3. Donc, que croissent et que progressent largement l'intelligence, la science, la sagesse, tant celle des individus que celle de la collectivité, tant celle d'un seul homme que celle de l'Église tout entière, selon les âges et selon les générations ! — mais à condition que ce soit exactement selon leur nature particulière, c'est-à-dire dans le même dogme, dans le même sens, et dans la même pensée.

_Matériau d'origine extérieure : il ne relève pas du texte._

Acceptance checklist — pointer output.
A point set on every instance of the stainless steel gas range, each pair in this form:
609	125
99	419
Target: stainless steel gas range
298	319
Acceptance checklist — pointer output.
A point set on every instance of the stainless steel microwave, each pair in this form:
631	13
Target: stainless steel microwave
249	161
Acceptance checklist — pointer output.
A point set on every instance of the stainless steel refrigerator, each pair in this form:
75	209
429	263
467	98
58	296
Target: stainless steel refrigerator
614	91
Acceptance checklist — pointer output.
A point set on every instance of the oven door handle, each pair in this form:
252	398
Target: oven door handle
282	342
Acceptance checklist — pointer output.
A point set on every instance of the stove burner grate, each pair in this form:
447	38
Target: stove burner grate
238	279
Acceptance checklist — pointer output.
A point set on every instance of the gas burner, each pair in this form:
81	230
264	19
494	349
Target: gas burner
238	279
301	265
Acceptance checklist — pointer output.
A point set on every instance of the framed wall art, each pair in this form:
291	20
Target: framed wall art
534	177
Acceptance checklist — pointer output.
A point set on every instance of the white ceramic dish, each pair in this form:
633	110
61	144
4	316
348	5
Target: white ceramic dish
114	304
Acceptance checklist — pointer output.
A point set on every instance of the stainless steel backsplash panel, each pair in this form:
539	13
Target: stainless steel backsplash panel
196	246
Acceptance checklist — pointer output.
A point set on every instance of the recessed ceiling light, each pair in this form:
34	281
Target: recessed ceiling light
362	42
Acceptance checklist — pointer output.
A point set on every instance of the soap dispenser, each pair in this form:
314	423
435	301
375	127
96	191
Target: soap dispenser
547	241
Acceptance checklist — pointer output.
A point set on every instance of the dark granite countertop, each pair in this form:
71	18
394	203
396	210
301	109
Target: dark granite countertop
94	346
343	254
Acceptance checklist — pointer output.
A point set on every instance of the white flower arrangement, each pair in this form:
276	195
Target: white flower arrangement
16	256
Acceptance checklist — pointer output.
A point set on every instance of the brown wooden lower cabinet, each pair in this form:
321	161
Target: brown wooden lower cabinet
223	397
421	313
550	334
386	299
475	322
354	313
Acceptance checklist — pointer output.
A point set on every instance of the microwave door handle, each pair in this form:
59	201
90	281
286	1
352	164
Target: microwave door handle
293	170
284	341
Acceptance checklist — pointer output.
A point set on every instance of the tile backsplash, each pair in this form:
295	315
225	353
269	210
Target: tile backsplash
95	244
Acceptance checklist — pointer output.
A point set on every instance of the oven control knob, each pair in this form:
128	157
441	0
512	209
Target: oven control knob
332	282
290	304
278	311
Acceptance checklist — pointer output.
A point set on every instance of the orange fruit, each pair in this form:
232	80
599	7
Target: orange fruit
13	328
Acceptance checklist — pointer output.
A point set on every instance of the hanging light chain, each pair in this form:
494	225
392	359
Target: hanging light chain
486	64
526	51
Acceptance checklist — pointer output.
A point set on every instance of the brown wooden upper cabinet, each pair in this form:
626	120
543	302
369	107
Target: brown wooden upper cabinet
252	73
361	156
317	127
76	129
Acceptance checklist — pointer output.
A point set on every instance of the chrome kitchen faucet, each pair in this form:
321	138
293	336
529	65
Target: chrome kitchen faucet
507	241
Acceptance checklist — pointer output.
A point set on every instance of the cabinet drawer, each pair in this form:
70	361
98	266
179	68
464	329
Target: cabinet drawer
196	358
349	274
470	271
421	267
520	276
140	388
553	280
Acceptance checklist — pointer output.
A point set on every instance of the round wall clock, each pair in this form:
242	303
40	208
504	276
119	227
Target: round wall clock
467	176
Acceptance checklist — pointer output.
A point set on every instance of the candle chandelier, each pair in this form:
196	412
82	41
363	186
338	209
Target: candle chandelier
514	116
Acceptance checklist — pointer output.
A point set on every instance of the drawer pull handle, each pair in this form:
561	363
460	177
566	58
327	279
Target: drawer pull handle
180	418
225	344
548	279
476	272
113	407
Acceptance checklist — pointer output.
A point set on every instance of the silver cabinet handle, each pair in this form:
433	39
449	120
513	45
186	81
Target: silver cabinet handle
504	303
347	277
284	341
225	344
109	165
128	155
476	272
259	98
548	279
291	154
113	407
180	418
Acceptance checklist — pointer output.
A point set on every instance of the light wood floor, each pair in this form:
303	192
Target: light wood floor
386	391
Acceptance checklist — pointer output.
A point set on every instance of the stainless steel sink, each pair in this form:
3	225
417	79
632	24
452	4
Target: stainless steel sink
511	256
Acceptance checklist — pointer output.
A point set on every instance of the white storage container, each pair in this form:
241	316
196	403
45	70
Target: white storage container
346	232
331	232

4. Que la religion des âmes imite le développement des corps, qui, tout en déployant et en étendant leurs proportions avec les années, restent pourtant constamment les mêmes. 5. Il y a beaucoup de différence entre la fleur de l'enfance et la maturité de la vieillesse, mais ce sont les mêmes hommes qui ont été adolescents et qui deviennent vieillards, si bien que, même si la taille et l'extérieur d'un seul et même homme se modifient, subsiste néanmoins en lui une seule et même nature, une seule et même personne. Les organes des enfants à la mamelle sont petits, ceux des jeunes gens sont grands : ce sont pourtant les mêmes. 6. Autant de membres chez les tout-petits, autant chez les hommes faits, et s'il y en a quelque part qui apparaissent en un âge plus mûr, déjà ils existaient virtuellement en germe, en sorte que rien de nouveau n'apparaît chez les gens âgés qui auparavant déjà n'ait été caché dans les enfants. 7. Il n'est donc pas douteux que telle est la règle légitime et correcte du progrès, tel est l'ordre précis et magnifique de la croissance : c'est que le nombre des années fasse toujours apparaître chez les hommes, à mesure qu'ils grandissent, les parties et les formes que la sagesse du Créateur avait d'avance tracées chez les enfants. 8. Si une forme humaine prenait ultérieurement une apparence tout à fait étrangère à son espèce, si tel ou tel membre était, soit ajouté, soit retranché, fatalement le corps entier périrait ou deviendrait monstrueux ou, en tous cas, subirait une déchéance. 9. Ces lois du progrès doivent normalement s'appliquer également au dogme chrétien ; qu'il soit consolidé par les années, développé par le temps, rendu plus auguste par l'âge, mais qu'il demeure sans corruption et inentamé, qu'il soit complet et parfait dans toutes les dimensions de ses parties et, pour ainsi parler, dans tous les membres et dans tous les sens qui lui sont propres, qu'il n'admette après coup aucune altération, aucune perte de ses caractères spécifiques, aucune variation dans ce qu'il a de défini.